Musically, the record follows similar twists and turns, with few constants but frenetic energy (the EP’s four tracks clock in at just under ten minutes). Cuddling anthem “Overdo” begins as a shaggy, hormonal jam before settling itself around an unexpectedly sweet chorus; “Hoo-ooh” marries Burdwood’s stories of broken tailbones and missed musicals (“Who the hell can sit through ‘Bye Bye Birdie’?,” he asks; truer words were never sung) to a jumpy doo-wop-indie-pop backbeat that sounds like Unrest becoming Ben E. King’s backing band halfway through “Stand By Me.” “Hilton Park, 2 AM” brings things back around to nervy power-pop in a 100-second closing statement anchored by former drummer Chris Faulkner’s rapid-fire fills.

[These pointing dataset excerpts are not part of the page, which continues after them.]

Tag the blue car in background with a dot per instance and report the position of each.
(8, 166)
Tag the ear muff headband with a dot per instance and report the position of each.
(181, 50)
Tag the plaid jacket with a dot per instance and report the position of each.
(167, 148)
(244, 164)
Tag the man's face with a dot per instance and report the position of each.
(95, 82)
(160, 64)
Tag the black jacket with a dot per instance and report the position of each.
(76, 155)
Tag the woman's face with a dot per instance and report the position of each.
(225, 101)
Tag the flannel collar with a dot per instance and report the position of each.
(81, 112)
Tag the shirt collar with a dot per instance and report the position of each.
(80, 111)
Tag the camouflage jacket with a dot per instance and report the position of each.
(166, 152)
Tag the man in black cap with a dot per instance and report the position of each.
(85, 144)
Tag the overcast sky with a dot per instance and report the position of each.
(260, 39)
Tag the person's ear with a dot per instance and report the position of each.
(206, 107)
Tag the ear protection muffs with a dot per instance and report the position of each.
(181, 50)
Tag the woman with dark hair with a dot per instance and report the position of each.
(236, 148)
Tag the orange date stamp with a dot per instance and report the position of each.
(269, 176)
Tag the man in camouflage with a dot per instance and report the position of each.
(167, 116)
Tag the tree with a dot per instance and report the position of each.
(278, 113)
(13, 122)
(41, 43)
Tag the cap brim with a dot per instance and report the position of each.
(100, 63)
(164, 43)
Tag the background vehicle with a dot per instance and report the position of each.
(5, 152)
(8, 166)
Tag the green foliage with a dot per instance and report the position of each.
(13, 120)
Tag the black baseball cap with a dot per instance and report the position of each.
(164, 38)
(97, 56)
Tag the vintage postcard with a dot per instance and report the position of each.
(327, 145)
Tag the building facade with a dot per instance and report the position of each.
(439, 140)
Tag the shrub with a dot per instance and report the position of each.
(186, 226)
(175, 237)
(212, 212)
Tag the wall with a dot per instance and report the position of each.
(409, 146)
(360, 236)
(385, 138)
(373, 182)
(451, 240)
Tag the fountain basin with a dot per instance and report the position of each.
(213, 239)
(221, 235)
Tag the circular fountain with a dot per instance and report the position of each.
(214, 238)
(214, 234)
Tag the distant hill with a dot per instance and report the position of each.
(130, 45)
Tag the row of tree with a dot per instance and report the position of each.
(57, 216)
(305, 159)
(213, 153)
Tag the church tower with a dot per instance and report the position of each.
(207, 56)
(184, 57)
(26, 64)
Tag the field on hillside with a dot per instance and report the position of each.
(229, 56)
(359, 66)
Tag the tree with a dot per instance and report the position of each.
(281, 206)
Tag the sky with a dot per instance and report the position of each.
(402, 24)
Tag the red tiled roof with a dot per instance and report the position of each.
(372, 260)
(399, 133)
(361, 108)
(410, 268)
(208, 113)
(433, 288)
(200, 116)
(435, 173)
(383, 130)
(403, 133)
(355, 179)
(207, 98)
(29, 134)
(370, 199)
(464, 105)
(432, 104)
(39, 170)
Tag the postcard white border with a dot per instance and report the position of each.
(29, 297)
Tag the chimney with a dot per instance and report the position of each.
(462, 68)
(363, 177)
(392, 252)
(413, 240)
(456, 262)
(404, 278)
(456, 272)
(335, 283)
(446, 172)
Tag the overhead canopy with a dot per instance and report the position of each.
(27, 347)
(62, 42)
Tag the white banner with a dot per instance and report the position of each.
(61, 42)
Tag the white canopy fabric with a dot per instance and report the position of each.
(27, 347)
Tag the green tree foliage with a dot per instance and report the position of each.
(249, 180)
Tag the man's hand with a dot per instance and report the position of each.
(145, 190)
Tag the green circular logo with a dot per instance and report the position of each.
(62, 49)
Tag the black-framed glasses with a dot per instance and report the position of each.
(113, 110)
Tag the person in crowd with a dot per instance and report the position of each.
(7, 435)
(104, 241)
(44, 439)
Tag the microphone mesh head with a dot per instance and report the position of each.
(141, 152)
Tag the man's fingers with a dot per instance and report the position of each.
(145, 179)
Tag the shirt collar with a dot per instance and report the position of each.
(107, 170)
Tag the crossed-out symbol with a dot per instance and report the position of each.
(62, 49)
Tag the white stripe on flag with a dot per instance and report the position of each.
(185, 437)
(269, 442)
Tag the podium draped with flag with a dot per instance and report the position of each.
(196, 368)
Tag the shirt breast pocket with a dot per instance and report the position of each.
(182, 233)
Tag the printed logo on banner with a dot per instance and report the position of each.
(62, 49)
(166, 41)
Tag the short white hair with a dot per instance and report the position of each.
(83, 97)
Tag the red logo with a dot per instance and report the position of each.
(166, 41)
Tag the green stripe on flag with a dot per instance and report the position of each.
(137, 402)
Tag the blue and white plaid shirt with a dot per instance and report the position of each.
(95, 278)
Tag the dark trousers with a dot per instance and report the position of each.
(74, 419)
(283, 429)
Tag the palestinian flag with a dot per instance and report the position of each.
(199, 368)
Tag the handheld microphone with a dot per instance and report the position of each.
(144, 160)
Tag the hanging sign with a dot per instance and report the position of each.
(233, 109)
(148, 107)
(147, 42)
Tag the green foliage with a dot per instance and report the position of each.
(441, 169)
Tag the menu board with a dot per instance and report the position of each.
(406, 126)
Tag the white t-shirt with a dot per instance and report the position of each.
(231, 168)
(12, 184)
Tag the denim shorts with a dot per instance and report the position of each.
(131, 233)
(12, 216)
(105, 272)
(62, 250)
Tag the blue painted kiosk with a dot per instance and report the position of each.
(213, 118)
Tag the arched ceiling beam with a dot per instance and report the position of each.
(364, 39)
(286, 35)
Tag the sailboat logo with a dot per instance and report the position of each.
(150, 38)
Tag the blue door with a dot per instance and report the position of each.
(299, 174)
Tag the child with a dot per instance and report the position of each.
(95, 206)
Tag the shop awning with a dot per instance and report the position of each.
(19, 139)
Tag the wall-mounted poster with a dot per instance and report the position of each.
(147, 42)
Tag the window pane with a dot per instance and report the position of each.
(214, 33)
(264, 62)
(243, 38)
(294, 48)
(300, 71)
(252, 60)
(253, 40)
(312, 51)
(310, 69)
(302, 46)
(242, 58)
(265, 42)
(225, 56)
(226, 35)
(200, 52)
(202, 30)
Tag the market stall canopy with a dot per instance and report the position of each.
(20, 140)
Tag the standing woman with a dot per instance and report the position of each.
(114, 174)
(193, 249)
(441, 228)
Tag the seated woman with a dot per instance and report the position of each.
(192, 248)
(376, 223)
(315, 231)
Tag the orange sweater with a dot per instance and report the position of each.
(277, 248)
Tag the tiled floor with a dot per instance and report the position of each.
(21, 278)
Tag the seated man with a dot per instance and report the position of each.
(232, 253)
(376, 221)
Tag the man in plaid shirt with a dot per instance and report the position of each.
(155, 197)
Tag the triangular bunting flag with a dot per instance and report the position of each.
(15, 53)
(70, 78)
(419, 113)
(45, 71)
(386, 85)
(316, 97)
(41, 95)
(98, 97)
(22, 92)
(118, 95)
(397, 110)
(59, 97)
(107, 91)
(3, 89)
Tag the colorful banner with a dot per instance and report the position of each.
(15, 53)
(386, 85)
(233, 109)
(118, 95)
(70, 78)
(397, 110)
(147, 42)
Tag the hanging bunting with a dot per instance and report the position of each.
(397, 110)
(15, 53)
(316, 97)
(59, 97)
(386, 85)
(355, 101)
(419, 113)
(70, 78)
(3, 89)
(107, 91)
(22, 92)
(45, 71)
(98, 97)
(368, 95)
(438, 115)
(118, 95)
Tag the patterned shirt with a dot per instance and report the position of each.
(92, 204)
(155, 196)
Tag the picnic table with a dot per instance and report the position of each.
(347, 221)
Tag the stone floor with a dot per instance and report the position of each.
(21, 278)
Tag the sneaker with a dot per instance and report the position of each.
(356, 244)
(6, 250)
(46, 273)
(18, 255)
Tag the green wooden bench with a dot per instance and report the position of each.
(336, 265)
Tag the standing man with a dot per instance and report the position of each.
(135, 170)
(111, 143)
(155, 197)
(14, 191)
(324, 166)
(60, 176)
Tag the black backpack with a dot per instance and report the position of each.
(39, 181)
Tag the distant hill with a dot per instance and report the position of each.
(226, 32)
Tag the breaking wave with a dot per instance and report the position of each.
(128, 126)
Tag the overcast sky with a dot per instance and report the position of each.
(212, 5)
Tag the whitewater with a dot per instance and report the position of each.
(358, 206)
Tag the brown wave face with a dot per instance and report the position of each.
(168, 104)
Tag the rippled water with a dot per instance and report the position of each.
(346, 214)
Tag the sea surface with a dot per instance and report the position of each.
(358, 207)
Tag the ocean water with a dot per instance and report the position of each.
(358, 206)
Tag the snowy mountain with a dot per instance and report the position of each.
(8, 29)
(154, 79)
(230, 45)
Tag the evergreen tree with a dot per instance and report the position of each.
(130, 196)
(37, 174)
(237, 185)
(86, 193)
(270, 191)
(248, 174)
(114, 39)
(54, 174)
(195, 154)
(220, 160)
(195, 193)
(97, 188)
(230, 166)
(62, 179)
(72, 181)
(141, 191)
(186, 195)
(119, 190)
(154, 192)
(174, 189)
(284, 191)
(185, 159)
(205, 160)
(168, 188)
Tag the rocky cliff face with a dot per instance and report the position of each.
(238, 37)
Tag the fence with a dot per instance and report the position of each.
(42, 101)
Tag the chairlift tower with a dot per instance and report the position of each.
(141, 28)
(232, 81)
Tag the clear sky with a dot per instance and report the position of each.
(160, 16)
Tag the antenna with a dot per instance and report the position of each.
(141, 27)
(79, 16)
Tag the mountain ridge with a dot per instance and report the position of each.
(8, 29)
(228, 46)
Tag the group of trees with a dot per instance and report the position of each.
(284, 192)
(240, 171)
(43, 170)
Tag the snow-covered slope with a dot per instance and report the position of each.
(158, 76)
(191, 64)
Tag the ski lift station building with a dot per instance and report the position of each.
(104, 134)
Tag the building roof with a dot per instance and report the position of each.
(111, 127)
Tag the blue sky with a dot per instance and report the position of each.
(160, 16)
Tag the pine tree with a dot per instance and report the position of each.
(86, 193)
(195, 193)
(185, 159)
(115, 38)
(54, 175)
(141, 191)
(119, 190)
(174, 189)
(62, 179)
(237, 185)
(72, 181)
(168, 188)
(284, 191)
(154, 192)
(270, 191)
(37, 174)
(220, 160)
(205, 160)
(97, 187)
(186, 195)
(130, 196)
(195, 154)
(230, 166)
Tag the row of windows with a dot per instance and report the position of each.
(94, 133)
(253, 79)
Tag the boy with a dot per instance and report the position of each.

These musical detours only reinforce the EP’s classic pop mission statement, establishing bellwire as disciples of the great power-pop groups, but ones with a forward momentum that so many of their peers lack. Too many bands in this style aim for nostalgia and achieve only stagnation, decrying the blandness of modern music while they contentedly churn out identical, and identically unexciting, songs that can never compare to their cherished Big Star and Cheap Trick LPs. They spend all their time studying the classics, but “Following The Plan” proves that real inspiration is found when you put your homework off until the morning. Bellwire may be bad at following the plan, but being this bad has never sounded better.

“Following the Plan” was recorded, mixed, and produced by Elio DeLuca at The Soul Shop, assisted by Pete Schluter, and mastered by Jesse Brayman at Sound Mirror.